Confidence-Based Pattern Filtering
Even within active files, not every pattern is worth reporting. The analyzer tracks how consistently each pattern appears across the codebase and assigns a confidence score.
// Only report patterns the codebase actively uses
if (confidence >= 0.8 && activeExamples >= 5) {
return { status: 'active', confidence };
}
if (confidence < 0.3 || activeExamples === 0) {
return { status: 'legacy' }; // Excluded from agent context
}
return { status: 'unclear' }; // Flagged for human review
This prevents a subtle failure mode: an agent sees
useContext used once in a forgotten file and starts
implementing state management with React Context — when the
project actually uses Zustand everywhere. With confidence filtering,
only the dominant patterns reach the agents.

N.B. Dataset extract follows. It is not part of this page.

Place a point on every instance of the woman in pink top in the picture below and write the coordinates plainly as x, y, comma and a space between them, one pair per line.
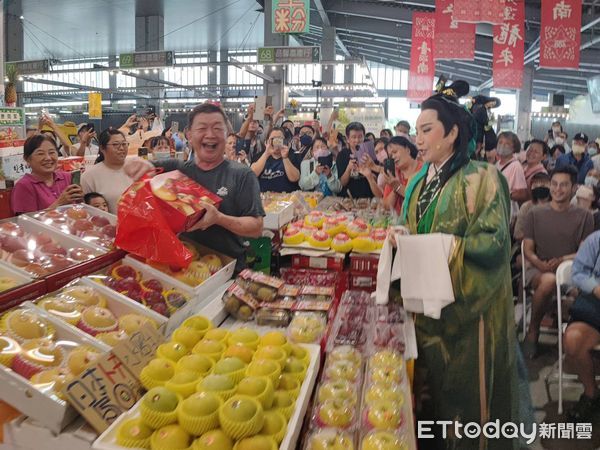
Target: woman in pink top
536, 152
45, 187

What Each Agent Actually Sees
The result of these filtering layers:
- The Coordinator sees the user's objective and the list of enabled agents — nothing else
- The Analysis Agent sees active source files traced from entry points (not the full project tree)
- The Documentation Agent sees the analysis output — a structured pattern report, not source code
-
The Strategy Agent sees
requirement.mdandtasks.md— compressed, structured, dependency-aware - The Frontend Specialist sees only frontend tasks from the execution plan, with frontend-relevant patterns
- The Backend Specialist sees only backend tasks, with backend-relevant patterns
No agent sees everything. Each sees exactly what it needs.

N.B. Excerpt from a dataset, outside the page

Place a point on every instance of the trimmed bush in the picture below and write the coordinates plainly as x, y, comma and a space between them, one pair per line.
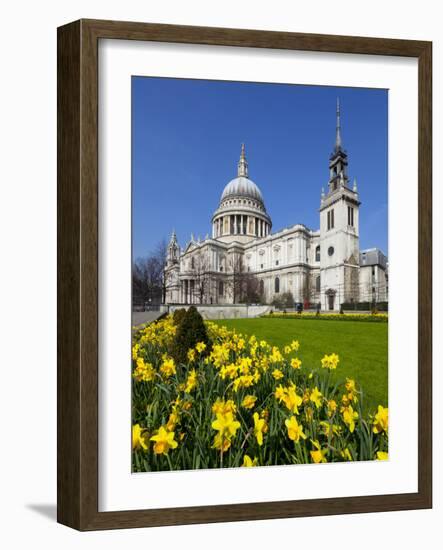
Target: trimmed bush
190, 331
178, 316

The question isn't "what can the model do?" It's "what should the model see?" A perfect prompt with noisy context still produces noisy output.
Context Engineering vs Prompt Engineering
Prompt engineering asks: how do I phrase this instruction?
Context engineering asks: what information should be present when the instruction runs?
They're complementary, but in multi-agent systems, context matters more. You can write the perfect prompt for a code review agent, but if its context includes 200 files when only 40 are relevant, the review will flag issues in dead code, suggest patterns from abandoned files, and miss the actual problems buried in noise.
The techniques here — entry-point tracing, confidence filtering, structured artifacts — are all forms of context engineering. Andrej Karpathy has called context engineering the real skill of working with LLMs. I agree. They decide what the model sees before you decide what to ask.
When This Pattern Fits
This approach works when you have:
- A codebase too large for one context window — if it fits in one pass, you don't need orchestration
-
Repeatable project structures — the
entry-point detection needs to know where to start (Next.js
app/, Reactsrc/App.tsx, Nodesrc/index.ts) - Cost sensitivity — if you're paying per token and running agents frequently, filtering 60–80% of context adds up fast
- Accuracy requirements — when hallucinating based on legacy patterns is worse than missing a file
It doesn't fit for exploratory tasks where you want the model to see everything, or for one-off prompts where orchestration overhead isn't worth it.
What I'd Do Differently Now
I built this system before tools like Claude Code's subagents existed. Today, the orchestration layer is simpler — you can dispatch specialized agents natively. (I recently used this to build an agent swarm that audited 111 projects in under 10 minutes).
The entry-point tracing and confidence filtering? I'd keep those exactly as they are. No orchestration framework will solve the fundamental problem: if the context is wrong, the output is wrong. No matter how good the model is.
That useContext hallucination from a single orphaned file
taught me something I keep coming back to: the most expensive token
isn't the one that costs the most. It's the one that distracts the
model from the right answer.
Context engineering is how you stop paying for it.